Selon une étude menée par le site marchand britannique Littlewoods, les enfants âgés de 2 à 10 ans posent en moyenne 300 questions par jour. La palme revient aux petites filles de 4 ans avec 390 questions posées par jour! Pablo Picasso disait : « Dans chaque enfant il y a un artiste. Le problème est de savoir comment rester un artiste en grandissant. » Nous pourrions également nous questionner sur la raréfaction des questions avec l’avancée en âge. Comment se fait-il qu’un enfant arrête de poser des questions? Malheureusement, dans notre culture, ne pas savoir est considéré comme une faute et poser une question est la preuve de ce manque de connaissance.

Questionner implique pourtant une volonté de savoir plus, donc démontre une certaine curiosité intellectuelle. Voltaire ne conseillait-il pas de « juger un homme par ses questions plutôt que par ses réponses »? De son côté, Einstein disait que s’il disposait d’une heure pour résoudre un problème, il passerait les 55 premières minutes à s’assurer de répondre à la bonne question.

La compétence du questionnement est également une composante importante de la créativité et de l’esprit critique dont l’importance pour les adultes de demain n’est plus à démontrer. La créativité, qui consiste à remettre en cause les façons de faire ou les solutions actuelles, passe dans un premier temps par le questionnement : Pourquoi faisons-nous de telle façon? Il s’avère en effet que cette compétence est l’un des quatre dénominateurs communs des génies de l’innovation. Les inventions de notre monde sont d’ailleurs toutes issues d’une question.

D’autre part, l’esprit critique commence par vouloir vérifier la véracité de l’information qu’on reçoit. Et pour cela, à nouveau, il faut questionner. Si personne n’avait jamais questionné la platitude de la Terre, aurions-nous découvert qu’elle était ronde?

Finalement, à l’heure où l’information est accessible de partout et sur tous les sujets, doit-on continuer à enseigner des réponses? Ne doit-on pas plutôt enseigner à poser des questions?

Notre monde est entré dans une phase d’évolution constante. Si hier, nous formions des élèves à un métier et un savoir-faire qu’ils utiliseraient toute leur vie, ce n’est plus vrai aujourd’hui. Les élèves que nous avons maintenant en classe vont devoir se remettre en cause et continuellement acquérir de nouvelles compétences tout au long de leur vie. Par conséquent, ils devront être curieux.

Pour toutes ces raisons, il est donc important de poser des questions et, plus encore, de savoir comment les poser correctement.

Que se passe-t-il dans mon cerveau lorsqu’on me pose une question qui m’intéresse?

Une équipe de neuroscientifiques du centre UC Davis (Californie) a voulu comprendre les effets de la curiosité sur le cerveau.
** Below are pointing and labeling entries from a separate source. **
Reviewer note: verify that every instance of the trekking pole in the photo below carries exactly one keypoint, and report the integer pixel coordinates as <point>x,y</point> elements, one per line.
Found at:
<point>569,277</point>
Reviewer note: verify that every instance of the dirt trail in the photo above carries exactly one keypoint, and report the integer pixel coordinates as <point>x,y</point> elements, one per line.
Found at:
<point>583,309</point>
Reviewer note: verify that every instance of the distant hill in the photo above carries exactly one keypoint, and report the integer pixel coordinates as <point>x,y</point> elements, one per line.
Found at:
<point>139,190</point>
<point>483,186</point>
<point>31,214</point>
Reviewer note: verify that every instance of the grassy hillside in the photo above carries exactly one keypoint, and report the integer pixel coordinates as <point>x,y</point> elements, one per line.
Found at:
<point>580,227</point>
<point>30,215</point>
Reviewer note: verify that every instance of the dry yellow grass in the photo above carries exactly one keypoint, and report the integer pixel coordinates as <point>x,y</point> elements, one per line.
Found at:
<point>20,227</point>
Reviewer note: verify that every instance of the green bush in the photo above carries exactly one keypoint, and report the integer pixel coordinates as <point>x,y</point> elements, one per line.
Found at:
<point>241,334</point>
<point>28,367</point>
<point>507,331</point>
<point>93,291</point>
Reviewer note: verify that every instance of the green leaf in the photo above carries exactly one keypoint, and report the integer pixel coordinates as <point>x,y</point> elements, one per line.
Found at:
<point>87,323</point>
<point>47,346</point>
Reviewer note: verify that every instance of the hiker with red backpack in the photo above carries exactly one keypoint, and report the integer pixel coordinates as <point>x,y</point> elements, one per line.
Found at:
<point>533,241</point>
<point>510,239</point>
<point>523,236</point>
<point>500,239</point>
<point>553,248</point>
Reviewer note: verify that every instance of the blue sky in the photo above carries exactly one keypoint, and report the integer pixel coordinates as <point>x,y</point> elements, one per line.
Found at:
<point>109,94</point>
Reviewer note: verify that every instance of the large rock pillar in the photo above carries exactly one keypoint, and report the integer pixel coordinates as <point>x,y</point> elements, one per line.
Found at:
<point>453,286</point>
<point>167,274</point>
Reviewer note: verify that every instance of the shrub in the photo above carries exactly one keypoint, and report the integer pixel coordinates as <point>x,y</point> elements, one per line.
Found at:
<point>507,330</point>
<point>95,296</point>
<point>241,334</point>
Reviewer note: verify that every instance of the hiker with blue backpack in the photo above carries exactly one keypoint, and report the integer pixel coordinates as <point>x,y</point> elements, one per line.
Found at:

Les résultats de leurs recherches sont les suivants :

  • La curiosité provoque une hausse de l’activité dans l’hippocampe (responsable de la mémorisation) et dans le mésencéphale (responsable de la motivation);
  • En anticipation de la réponse à une question qui nous intéresse, le cerveau prépare la production de dopamine qui sera livrée en « récompense »;
  • Puisque la dopamine permet la synthèse de protéines dans l’hippocampe, la mémorisation de la réponse est meilleure;
  • Plus la question posée génère de curiosité, mieux l’information est mémorisée;
  • Dans cet état de « forte curiosité », ils ont de plus noté que des informations non significatives et sans lien avec la question étaient également mieux mémorisées.

En d’autres termes, la curiosité permet de mieux mémoriser n’importe quel type d’informations.

Selon David Hackett Fischer, auteur récompensé par le prix Pulitzer, « le questionnement est le moteur de l’intellect – une machine cérébrale qui convertit la curiosité en une enquête maîtrisée. »

Comme toute compétence intellectuelle, elle se développe par l’expérience ou disparaît au cours de l’élagage neuronal si elle n’est pas utilisée. Alors, comment maintenir et développer cette compétence à l’école?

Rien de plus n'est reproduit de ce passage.